I would look very carefully at the position of an object in the room, try to fix it in my mind, then turn quickly and find it in the mirror, check to see that it wasn’t just a inch or two to the right or left. Then I would repeat the exercise with another object. I never managed to find any discrepancy.

But even when I found that the object and its mirror image were in exactly the same positions I was always convinced that I had not turned my head quickly enough. In that in-between instant, things had been altered in the mirror-world, put right, made respectable. I had been fooled again.

Sometimes I focused on my own appearance. If I raised my eyebrows did my twin in the mirror room raise his eyebrows equally quickly, or was there just the hint of a delay, just a moment when he realised what I was doing and copied the gesture?
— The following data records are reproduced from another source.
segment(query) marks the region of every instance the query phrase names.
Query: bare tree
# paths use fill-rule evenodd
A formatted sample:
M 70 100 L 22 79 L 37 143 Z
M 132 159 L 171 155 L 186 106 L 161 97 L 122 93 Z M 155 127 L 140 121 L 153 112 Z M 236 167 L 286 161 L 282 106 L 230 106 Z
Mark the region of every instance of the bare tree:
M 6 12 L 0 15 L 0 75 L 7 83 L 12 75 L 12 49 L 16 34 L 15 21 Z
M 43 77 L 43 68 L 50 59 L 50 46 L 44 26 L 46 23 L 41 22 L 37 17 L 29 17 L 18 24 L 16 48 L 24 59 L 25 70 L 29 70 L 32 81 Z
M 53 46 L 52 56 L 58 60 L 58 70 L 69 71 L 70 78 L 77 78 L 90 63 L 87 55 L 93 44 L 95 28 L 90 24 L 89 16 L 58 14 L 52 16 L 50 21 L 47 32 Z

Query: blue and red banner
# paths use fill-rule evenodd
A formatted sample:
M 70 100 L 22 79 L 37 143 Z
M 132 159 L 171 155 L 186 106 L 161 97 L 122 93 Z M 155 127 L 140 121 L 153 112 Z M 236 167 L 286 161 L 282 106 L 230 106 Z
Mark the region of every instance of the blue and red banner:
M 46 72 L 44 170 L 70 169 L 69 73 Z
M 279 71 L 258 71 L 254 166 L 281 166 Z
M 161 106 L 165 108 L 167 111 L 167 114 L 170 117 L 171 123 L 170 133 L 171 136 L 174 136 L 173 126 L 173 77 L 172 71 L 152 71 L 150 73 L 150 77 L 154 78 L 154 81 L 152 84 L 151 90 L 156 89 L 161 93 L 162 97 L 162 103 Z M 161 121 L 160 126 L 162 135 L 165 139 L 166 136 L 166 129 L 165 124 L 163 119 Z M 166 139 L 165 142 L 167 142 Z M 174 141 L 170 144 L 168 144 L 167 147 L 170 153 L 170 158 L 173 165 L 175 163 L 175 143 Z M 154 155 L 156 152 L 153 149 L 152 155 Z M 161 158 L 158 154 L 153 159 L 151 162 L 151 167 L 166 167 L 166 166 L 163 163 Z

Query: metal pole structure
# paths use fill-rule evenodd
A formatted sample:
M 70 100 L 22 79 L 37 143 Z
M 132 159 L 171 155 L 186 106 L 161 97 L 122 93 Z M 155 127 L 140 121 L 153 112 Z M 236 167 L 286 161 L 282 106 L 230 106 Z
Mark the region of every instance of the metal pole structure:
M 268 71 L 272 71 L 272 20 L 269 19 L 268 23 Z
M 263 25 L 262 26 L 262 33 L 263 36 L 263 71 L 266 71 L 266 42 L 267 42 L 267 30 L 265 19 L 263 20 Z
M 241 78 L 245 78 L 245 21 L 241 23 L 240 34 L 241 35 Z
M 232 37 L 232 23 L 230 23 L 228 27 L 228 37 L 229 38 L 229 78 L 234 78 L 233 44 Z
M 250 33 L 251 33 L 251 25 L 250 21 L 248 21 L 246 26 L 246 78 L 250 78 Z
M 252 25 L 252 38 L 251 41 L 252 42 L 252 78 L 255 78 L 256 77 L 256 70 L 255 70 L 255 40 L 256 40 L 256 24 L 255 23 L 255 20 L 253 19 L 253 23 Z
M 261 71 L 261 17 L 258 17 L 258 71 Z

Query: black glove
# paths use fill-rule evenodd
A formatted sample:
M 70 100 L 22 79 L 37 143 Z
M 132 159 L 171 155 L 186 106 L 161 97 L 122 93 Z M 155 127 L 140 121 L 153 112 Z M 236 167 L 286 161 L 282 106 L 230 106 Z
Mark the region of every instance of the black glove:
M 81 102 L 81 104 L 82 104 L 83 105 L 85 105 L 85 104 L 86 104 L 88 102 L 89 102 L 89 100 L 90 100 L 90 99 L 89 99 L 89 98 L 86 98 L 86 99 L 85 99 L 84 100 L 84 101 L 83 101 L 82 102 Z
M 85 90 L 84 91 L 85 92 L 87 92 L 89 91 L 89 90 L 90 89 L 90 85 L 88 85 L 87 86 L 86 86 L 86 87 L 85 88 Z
Equally worrying was the window pane in the kitchen. It was made of beaded, or bubbled glass so as to make it opaque. When my mother or father were in the house it was no more than an ordinary window. But whenever I was left alone in the house, when my father was at work, my mother at church and my brothers elsewhere, then that glass would develop a life of its own, a menacing existence that only I was aware of.

At any moment I was certain, those beads of glass would detach themselves from the window and dance their way towards me, intent on consuming me utterly. I would stare at them furiously, fists clenched, letting them know that I was well aware of what they were plotting. I knew that if they called my bluff I wouldn’t stand a chance but still I was determined to render a good account of myself, to outface them, to go down fighting.

A few years ago in a primary school I overheard two young children talking. They weren’t aware that I was listening. One of them was describing the way that the leg of a table sometimes swarmed with patterns that turned into living things when her parents weren’t there. Cats, dogs, monsters even.

I wanted to crouch down and tell her, ‘I’ve seen that. I know about those bloody table legs. You can’t trust them as far as you can spit.’ But I didn’t. Instead I walked away, a little ashamed at eavesdropping on a world in which I no longer truly belonged, a world where the borders between the imagination and reality had yet to become entirely fixed.

5 comments:

Dolly said...

It's a shame adults feel inclined to leave everything of childhood behind. Though perhaps writers do get little bit good deal, since we see those monsters and moving furniture, even if we wouldn't admit to it in "grown-up" company, though I am used to insisting on value of imagination which gets me a lot of head-shaking from the too-logical people I am often surrounded by.

Paul said...

Fascinating. I'm sure I had similar irrational fears as a child, but I've managed to suppress them. Now all of my fears are completely rational and reasonable!

DT said...

I can see why you connect with your readers, Brian. You clearly have a direct line to the child you were and you articulate that very well now.

Brian Keaney said...

Thanks for your comments, everyone. Dolly you're right, it is a shame. But being a writer for children allows you to indulge your inner child more than most. Glad to hear about the rationality, Paul! Derek, thank you for that. It's certainly what I aspire to.

Liza Swift said...

I was always convinced that my dolls and teddies would jump up and begin talking to each other as soon as I left and scramble to get back into place when they heard me coming home. I sometimes closed the door whispering "please tidy my room for me", and was genuinely disappointed when I came home and they hadn't.

Though I am an adult I still believe there are secrets around us, whether it be fairies and gnomes or werewolves and vampires.
My imagination is too important for me to give it up to become an adult.